找到课前资料提供的ik分词器插件,课前资料提供了7.12.1
版本的ik分词器压缩文件,你需要对其解压:
然后上传至虚拟机的/var/lib/docker/volumes/es-plugins/_data
这个目录
重启es容器:
docker restart es
IK分词器包含两种模式:
-
ik_smart
:智能语义切分 -
ik_max_word
:最细粒度切分
POST /_analyze
{"analyzer": "ik_smart","text": "黑马程序员学习java太棒了"
}
结果:
{"tokens" : [{"token" : "黑马","start_offset" : 0,"end_offset" : 2,"type" : "CN_WORD","position" : 0},{"token" : "程序员","start_offset" : 2,"end_offset" : 5,"type" : "CN_WORD","position" : 1},{"token" : "学习","start_offset" : 5,"end_offset" : 7,"type" : "CN_WORD","position" : 2},{"token" : "java","start_offset" : 7,"end_offset" : 11,"type" : "ENGLISH","position" : 3},{"token" : "太棒了","start_offset" : 11,"end_offset" : 14,"type" : "CN_WORD","position" : 4}]
}
由于互联网词汇不断增多,需要拓展词汇库。
所以要想正确分词,IK分词器的词库也需要不断的更新,IK分词器提供了扩展词汇的功能。
1)打开IK分词器config目录:
注意,如果采用在线安装的通过,默认是没有config目录的,需要把课前资料提供的ik下的config上传至对应目录。
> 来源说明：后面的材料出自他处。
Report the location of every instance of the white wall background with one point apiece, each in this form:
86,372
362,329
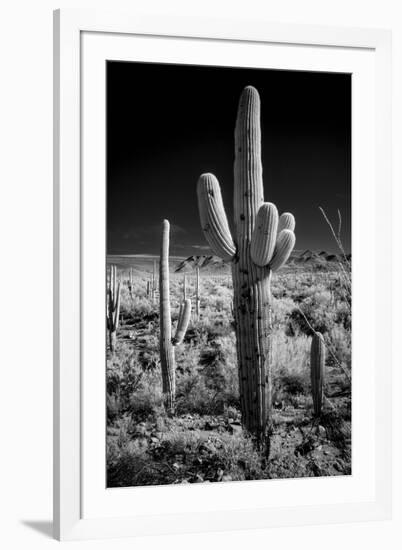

在IKAnalyzer.cfg.xml配置文件内容添加:
<?xml version="1.0" encoding="UTF-8"?>
<!DOCTYPE properties SYSTEM "http://java.sun.com/dtd/properties.dtd">
<properties><comment>IK Analyzer 扩展配置</comment><!--用户可以在这里配置自己的扩展字典 *** 添加扩展词典--><entry key="ext_dict">ext.dic</entry>
</properties>
在IK分词器的config目录新建一个 ext.dic
,可以参考config目录下复制一个配置文件进行修改:
传智播客
泰裤辣
重启elasticsearch
docker restart es
再次测试,可以发现传智播客
和泰裤辣
都正确分词了:
{"tokens" : [{"token" : "传智播客","start_offset" : 0,"end_offset" : 4,"type" : "CN_WORD","position" : 0},{"token" : "开设","start_offset" : 4,"end_offset" : 6,"type" : "CN_WORD","position" : 1},{"token" : "大学","start_offset" : 6,"end_offset" : 8,"type" : "CN_WORD","position" : 2},{"token" : "真的","start_offset" : 9,"end_offset" : 11,"type" : "CN_WORD","position" : 3},{"token" : "泰裤辣","start_offset" : 11,"end_offset" : 14,"type" : "CN_WORD","position" : 4}]
}
总结
分词器的作用是什么?
-
创建倒排索引时,对文档分词
-
用户搜索时,对输入的内容分词
IK分词器有几种模式?
-
ik_smart
:智能切分,粗粒度 -
ik_max_word
:最细切分,细粒度
IK分词器如何拓展词条?如何停用词条?
-
利用config目录的
IkAnalyzer.cfg.xml
文件添加拓展词典和停用词典 -
在词典中添加拓展词条或者停用词条
基础概念
索引库操作
Mapping映射属性
索引库操作
Restful规范
索引库操作
创建索引库:
基本语法:
-
请求方式:
PUT
-
请求路径:
/索引库名
,可以自定义 -
请求参数:
mapping
映射
格式:
PUT /索引库名称
{"mappings": {"properties": {"字段名":{"type": "text","analyzer": "ik_smart"},"字段名2":{"type": "keyword","index": "false"},"字段名3":{"properties": {"子字段": {"type": "keyword"}}},// ...略}}
}
实例代码
PUT /hmall
{"mappings": {"properties": {"info":{"type": "text","analyzer": "ik_smart"},"email":{"type": "keyword","index": false},"name":{"properties": {"firstName":{"type":"keyword"},"lastName":{"type":"keyword"}}}}}
}
返回结果:
{"acknowledged" : true,"shards_acknowledged" : true,"index" : "hmall"
}
查询索引库
基本语法:
-
请求方式:GET
-
请求路径:/索引库名
-
请求参数:无
格式
GET /索引库名
实例代码
GET /hmall
查询结果:
{"hmall" : {"aliases" : { },"mappings" : {"properties" : {"email" : {"type" : "keyword","index" : false},"info" : {"type" : "text","analyzer" : "ik_smart"},"name" : {"properties" : {"firstName" : {"type" : "keyword"},"lastName" : {"type" : "keyword"}}}}},"settings" : {"index" : {"routing" : {"allocation" : {"include" : {"_tier_preference" : "data_content"}}},"number_of_shards" : "1","provided_name" : "hmall","creation_date" : "1731489076840","number_of_replicas" : "1","uuid" : "KJqNTGY9RhiqFHkliRdGcw","version" : {"created" : "7120199"}}}}
}
修改索引库
倒排索引结构虽然不复杂,但是一旦数据结构改变(比如改变了分词器),就需要重新创建倒排索引,这简直是灾难。因此索引库一旦创建,无法修改mapping。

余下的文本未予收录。